Vieil homme à bord d'une barque, enfants courant dans la rue, un fier rapace... les peintures du Dubai Street Museum offrent un visage bien différent de celui, ultra-moderne, qu'aime à présenter la ville. Ce projet financé par le gouvernement fait appel au talent de 16 artistes de rue, dont le Lituanien Ernest Zacharevic, basé en Malaisie où il est considéré comme l'équivalent de Banksy, et le Tunisien The Inkman, réputé pour ses fresques calligraphiques.
Depuis novembre, chacun d'eux livre sa propre interprétation du thème "Le passé" sur des bâtiments d'une artère fréquentée du quartier Satwa, l'un des plus anciens de Dubaï.
"Aujourd'hui les touristes peuvent apprécier notre histoire dans les musées.
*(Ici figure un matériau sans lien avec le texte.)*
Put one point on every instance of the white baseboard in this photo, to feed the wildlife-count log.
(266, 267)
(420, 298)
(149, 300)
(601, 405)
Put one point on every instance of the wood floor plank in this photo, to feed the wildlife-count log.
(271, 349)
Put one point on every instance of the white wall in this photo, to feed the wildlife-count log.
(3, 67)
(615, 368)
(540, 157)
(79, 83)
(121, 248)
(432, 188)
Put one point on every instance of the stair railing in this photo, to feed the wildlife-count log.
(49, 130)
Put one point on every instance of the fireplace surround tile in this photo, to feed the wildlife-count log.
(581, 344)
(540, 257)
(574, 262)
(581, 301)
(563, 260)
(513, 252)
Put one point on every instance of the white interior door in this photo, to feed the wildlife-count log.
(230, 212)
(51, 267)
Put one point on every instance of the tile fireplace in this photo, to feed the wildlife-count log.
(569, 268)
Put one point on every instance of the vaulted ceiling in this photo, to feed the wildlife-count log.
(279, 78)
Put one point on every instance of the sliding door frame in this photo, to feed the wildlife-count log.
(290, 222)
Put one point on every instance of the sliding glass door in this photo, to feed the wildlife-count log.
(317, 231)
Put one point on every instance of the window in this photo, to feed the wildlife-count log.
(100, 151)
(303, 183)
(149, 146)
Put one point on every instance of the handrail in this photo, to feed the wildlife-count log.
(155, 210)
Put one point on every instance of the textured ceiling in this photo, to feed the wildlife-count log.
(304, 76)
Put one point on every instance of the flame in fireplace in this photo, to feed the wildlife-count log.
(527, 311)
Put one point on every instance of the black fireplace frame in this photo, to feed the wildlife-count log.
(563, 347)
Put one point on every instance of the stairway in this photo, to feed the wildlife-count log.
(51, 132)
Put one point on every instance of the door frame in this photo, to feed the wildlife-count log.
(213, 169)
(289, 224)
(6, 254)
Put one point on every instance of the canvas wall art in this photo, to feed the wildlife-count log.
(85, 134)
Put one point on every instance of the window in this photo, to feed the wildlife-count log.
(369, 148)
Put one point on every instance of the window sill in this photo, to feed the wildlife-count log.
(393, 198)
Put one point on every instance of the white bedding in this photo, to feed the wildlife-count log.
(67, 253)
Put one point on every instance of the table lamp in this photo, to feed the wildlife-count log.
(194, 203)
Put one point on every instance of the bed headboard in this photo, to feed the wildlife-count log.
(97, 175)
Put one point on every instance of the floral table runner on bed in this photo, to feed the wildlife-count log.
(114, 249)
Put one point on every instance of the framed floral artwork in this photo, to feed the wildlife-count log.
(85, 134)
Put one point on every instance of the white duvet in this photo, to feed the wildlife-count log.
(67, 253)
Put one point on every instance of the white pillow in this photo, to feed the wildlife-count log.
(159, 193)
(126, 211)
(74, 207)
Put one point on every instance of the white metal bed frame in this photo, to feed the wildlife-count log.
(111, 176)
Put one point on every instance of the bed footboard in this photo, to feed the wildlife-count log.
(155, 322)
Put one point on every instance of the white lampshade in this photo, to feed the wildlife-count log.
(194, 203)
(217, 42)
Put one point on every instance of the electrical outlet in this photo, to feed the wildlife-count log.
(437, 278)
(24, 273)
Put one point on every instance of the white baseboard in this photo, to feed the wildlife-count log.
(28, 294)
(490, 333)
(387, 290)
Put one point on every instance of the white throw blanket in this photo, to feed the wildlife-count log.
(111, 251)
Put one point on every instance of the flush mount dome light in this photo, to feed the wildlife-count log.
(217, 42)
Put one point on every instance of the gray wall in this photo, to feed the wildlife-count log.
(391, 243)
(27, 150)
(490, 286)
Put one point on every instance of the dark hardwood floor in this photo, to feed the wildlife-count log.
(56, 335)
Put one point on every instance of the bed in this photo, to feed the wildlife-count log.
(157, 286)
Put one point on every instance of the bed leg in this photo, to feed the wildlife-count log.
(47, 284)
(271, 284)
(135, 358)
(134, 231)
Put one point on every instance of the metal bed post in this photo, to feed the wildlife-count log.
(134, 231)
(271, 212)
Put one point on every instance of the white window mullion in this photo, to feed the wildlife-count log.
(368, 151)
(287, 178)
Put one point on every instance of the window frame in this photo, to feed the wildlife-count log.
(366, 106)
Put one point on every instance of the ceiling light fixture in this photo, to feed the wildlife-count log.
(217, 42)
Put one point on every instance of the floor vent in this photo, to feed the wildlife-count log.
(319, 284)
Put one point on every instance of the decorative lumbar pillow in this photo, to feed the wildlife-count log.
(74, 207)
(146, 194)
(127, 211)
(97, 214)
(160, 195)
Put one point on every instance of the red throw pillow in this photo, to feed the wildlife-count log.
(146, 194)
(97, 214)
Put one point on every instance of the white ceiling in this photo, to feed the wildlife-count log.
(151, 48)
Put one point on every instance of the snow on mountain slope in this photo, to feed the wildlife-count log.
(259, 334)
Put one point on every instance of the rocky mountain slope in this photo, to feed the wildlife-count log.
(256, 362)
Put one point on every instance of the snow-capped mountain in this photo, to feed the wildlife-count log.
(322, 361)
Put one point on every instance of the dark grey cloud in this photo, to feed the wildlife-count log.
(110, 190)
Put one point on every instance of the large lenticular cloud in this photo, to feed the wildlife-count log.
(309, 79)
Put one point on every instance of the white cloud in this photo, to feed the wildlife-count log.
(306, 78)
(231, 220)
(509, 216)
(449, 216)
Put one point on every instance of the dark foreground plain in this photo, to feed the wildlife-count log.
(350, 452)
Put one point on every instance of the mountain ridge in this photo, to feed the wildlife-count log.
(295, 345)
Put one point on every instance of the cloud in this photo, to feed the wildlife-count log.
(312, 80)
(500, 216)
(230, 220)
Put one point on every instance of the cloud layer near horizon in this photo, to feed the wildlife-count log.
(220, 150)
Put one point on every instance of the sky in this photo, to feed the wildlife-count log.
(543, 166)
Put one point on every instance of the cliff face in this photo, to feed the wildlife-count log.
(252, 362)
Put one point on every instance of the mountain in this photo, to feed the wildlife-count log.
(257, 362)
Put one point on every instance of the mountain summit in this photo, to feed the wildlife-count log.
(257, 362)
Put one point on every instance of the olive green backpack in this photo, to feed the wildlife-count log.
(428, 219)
Mais nous souhaitons que chacun puisse la voir partout, même dans les rues", explique la responsable du projet, Shaima Al-Soueidi.
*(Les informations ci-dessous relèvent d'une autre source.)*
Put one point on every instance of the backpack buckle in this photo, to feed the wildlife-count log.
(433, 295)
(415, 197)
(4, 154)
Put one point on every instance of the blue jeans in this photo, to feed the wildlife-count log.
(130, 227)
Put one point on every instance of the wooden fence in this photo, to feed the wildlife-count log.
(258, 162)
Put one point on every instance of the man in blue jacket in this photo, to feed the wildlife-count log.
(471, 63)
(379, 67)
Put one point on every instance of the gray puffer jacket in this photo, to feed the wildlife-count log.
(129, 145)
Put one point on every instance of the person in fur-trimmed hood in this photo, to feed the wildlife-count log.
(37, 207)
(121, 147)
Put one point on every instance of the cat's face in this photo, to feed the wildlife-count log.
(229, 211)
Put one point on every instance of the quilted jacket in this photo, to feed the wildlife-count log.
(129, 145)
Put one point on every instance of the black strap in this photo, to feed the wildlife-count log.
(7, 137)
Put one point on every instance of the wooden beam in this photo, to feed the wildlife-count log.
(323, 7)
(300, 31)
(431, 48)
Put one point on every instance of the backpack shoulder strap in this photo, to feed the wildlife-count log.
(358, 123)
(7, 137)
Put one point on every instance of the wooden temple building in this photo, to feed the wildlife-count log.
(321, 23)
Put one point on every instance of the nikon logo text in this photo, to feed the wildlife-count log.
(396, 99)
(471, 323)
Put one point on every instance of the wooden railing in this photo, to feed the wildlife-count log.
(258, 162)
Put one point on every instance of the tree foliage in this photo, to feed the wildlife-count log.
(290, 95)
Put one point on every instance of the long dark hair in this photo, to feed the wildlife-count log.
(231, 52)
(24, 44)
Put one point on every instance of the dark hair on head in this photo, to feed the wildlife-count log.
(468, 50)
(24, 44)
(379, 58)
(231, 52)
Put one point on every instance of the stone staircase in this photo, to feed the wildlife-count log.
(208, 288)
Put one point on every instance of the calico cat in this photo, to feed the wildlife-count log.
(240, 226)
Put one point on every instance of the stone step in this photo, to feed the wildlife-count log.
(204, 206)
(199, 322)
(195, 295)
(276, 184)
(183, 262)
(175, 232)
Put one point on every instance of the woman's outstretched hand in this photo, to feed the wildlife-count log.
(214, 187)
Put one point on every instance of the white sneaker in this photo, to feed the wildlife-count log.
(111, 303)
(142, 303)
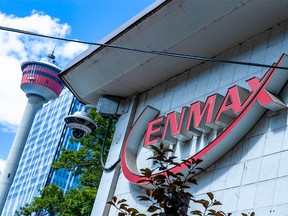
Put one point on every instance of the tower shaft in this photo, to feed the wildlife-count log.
(34, 103)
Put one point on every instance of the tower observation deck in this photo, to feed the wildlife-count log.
(40, 82)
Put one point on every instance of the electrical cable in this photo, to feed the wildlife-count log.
(154, 52)
(107, 169)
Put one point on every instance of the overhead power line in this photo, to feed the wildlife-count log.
(154, 52)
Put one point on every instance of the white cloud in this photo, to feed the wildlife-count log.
(2, 164)
(17, 48)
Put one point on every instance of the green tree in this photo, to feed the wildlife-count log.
(49, 202)
(168, 194)
(85, 164)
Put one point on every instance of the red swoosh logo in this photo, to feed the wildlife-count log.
(273, 80)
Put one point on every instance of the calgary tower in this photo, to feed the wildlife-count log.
(41, 84)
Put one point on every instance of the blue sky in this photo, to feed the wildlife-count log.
(88, 20)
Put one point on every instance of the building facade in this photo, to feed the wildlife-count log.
(242, 139)
(46, 138)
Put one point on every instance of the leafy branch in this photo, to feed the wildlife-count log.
(168, 195)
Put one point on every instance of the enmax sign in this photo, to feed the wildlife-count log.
(233, 114)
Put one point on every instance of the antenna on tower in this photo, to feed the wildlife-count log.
(51, 57)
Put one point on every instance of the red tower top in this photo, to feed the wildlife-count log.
(41, 78)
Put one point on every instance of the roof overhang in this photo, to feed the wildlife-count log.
(193, 27)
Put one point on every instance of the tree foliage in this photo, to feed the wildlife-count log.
(83, 163)
(168, 195)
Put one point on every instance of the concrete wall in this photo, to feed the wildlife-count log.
(253, 176)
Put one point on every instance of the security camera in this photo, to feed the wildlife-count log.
(80, 123)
L'art urbain est de plus en plus en vogue au Moyen-Orient, une vaste région complexe et perturbée. Les graffitis ont ainsi trouvé leur place dans des villes au passé chargé d'histoire, à l'image de Beyrouth ou de Tunis. Ils apparaissent souvent comme une marque de résistance aux politiques contemporaines.
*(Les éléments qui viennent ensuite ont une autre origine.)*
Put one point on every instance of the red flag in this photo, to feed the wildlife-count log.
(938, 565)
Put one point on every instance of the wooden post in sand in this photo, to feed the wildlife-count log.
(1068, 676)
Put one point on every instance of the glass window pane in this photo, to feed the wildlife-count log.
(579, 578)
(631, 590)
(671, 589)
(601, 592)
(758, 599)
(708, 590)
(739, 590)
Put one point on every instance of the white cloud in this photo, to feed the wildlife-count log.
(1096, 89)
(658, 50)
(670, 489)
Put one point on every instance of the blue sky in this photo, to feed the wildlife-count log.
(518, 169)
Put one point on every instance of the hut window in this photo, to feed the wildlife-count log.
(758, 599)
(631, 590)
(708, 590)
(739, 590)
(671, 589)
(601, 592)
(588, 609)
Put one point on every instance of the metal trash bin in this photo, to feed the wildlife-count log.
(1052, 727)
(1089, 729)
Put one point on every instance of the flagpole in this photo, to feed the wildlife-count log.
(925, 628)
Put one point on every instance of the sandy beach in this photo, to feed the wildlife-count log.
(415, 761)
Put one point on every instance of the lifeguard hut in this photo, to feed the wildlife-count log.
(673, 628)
Mais dans la ville très policée de Dubaï, l'art prend une forme plus conciliante.
Amour du pays
Le quartier Satwa n'a pas été choisi par hasard. Après avoir été habité par des bédouins, il accueille aujourd'hui la classe ouvrière, dont de nombreux travailleurs philippins employés sur les chantiers ou par les familles de l'émirat.
Ce quartier surnommé "le Petit Manille" est animé grâce à ses restaurants ouverts jusque tard dans la nuit et à ses boutiques où l'on trouve de tout, des pièces de voiture à la dentelle fine.
La position unique de Satwa, au coeur cosmopolite de Dubaï, a attiré l'attention des initiateurs du Street Museum, qui espèrent voir le projet se développer à travers la ville.
"Nous cherchions une manière de transformer Dubaï en musée à ciel ouvert", explique Shaima al-Soueidi. "En raison de son histoire et de son emplacement dans la ville, nous avons conclu que la rue du 2 Décembre était le site idéal".
Les visiteurs y sont accueillis par une composition murale représentant un homme dans son abra, un bateau étroit sculpté dans le bois traditionnellement utilisé pour les voyages et le commerce.
Un peu plus loin, une représentation du faucon national blanc et or s'étale sur quatre étages d'un immeuble, tandis que la façade d'un autre bâtiment affiche des motifs blancs, rouges et verts, en écho au tissu des vêtements traditionnels.
La muraliste émirati Ashwaq Abdullah a choisi pour sa part à rendre hommage sur une immense fresque aux fondateurs des Emirats arabes unis, les cheikhs Rached Al Maktoum and Zayed Al Nahyane.
"L'art mural parle à tout le monde, quelque soit son origine sociale", souligne-t-elle. "C'était l'occasion, pour moi, d'exprimer mon amour pour mon pays. Avec l'espoir qu'il se répande à travers les rues de Dubaï".